The study team also found that super-utilizers tended to be younger, present in the primary phase of disease, had more aggressive and advanced disease, and had higher American Society of Anesthesiologists (ASA) and Charlson comorbidity index (CCI) scores than non-super-utilizers. Additionally, several social determinants of health increased the likelihood of super-utilization, including non-white race, Medicaid insurance, lack of insurance, and lower levels of education and/or self-reported health literacy.

Reducing Preventable Unplanned Acute Care Encounters

“Our study data can be used to inform and develop strategies to reduce preventable unplanned encounters,” Dr. Prescott says. “An important initiative should be to improve patient education, especially at the time of a cancer diagnosis. We need to teach patients how to monitor their symptoms to ensure they seek care when appropriate. The key is to engage potential super-utilizers to become active participants in their healthcare. We should be especially vigilant about social determinants of health. This requires improving care for minorities and those with lower socioeconomic status.”

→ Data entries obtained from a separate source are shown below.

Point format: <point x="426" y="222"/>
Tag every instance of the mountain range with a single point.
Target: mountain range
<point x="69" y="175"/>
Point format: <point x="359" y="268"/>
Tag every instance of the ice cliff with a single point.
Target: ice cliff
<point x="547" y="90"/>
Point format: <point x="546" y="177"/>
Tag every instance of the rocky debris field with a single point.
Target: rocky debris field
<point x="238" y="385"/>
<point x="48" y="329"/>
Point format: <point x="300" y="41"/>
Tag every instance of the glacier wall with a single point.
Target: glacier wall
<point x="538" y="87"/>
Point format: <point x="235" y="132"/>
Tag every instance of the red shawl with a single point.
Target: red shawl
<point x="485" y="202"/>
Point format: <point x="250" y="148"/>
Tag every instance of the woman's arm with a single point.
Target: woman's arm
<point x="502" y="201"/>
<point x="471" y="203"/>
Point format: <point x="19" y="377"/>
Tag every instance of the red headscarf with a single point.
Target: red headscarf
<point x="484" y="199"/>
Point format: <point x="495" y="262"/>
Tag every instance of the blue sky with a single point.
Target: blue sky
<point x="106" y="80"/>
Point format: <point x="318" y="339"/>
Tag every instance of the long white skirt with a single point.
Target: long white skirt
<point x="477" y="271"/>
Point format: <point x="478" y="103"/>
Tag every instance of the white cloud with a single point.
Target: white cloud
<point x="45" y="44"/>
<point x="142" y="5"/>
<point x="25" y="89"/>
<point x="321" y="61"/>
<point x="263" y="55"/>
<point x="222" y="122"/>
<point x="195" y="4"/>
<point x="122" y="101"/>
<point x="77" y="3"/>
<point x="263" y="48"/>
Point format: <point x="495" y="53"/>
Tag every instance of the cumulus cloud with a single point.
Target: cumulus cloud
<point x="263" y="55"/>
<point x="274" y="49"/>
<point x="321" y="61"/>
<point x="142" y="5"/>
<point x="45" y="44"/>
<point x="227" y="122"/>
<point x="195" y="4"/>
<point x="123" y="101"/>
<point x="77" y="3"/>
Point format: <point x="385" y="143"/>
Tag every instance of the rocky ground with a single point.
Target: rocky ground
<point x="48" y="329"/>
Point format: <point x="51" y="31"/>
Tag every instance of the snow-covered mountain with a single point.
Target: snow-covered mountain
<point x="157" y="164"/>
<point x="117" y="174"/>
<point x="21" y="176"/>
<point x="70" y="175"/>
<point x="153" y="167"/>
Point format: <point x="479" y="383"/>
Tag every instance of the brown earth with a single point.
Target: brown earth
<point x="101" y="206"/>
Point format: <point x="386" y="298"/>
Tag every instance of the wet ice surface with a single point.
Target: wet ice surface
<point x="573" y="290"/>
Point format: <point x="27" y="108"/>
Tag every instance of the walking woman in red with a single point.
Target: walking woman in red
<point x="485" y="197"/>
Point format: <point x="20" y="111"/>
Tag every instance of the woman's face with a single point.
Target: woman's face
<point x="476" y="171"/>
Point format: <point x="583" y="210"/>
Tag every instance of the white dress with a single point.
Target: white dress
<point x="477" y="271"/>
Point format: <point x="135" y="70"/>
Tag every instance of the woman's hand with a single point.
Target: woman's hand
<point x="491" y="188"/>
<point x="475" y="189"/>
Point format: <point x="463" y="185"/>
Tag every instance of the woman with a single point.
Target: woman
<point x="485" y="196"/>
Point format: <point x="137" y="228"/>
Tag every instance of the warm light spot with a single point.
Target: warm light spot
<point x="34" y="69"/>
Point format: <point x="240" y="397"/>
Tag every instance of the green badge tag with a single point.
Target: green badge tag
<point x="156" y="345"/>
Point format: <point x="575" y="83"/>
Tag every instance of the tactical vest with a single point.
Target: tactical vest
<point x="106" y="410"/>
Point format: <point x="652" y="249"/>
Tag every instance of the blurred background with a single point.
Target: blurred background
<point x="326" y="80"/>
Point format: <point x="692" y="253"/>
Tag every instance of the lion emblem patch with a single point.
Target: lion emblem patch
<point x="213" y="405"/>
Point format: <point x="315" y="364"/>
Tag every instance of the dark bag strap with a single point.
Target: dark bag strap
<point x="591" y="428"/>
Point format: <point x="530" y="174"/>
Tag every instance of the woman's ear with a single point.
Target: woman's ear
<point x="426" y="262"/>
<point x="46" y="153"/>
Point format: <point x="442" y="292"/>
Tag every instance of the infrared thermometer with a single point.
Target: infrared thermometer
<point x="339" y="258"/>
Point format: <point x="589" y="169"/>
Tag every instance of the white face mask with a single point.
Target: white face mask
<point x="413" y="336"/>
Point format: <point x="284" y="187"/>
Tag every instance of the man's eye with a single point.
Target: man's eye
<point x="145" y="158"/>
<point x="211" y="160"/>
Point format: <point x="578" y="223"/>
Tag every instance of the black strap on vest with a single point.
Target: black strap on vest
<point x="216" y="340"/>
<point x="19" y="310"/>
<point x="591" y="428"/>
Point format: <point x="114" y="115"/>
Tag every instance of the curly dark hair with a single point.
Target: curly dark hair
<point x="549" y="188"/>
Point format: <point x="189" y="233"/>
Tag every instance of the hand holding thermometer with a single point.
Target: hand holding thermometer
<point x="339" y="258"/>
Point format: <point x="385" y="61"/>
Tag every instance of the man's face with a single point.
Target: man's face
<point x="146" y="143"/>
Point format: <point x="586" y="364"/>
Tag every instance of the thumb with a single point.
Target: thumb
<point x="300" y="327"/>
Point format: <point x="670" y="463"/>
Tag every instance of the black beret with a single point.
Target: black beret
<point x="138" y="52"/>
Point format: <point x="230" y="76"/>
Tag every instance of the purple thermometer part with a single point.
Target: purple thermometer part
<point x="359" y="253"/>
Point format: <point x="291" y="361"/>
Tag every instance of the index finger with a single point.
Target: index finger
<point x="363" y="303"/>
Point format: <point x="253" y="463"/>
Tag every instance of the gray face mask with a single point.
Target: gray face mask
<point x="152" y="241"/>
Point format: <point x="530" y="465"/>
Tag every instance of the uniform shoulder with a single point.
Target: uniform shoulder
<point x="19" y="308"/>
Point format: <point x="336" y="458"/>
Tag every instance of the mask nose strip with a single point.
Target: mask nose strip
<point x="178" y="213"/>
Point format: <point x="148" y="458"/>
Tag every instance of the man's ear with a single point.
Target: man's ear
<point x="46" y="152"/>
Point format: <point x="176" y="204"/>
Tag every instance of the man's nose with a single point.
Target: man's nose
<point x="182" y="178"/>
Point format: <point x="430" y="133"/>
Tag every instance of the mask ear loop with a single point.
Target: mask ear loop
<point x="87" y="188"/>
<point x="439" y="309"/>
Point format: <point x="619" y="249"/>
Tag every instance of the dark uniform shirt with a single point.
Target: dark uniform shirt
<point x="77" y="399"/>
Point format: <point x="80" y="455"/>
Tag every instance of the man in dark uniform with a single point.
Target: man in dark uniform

Tools like ASA and CCI scores could be used as indicators for implementing educational or care coordination initiatives to reduce preventable unplanned acute care encounters. “Beyond optimizing pain and symptom management, it’s also important to maintain best practices for preventing surgical site and postoperative infections,” says Dr. Prescott. “Patient-reported outcomes are other factors to consider when managing patients. Ultimately, we need to get a better sense as to how patients are doing early after our encounters with them. This may help patients avoid unnecessary hospital visits and minimize the financial and emotional toll it takes on them.”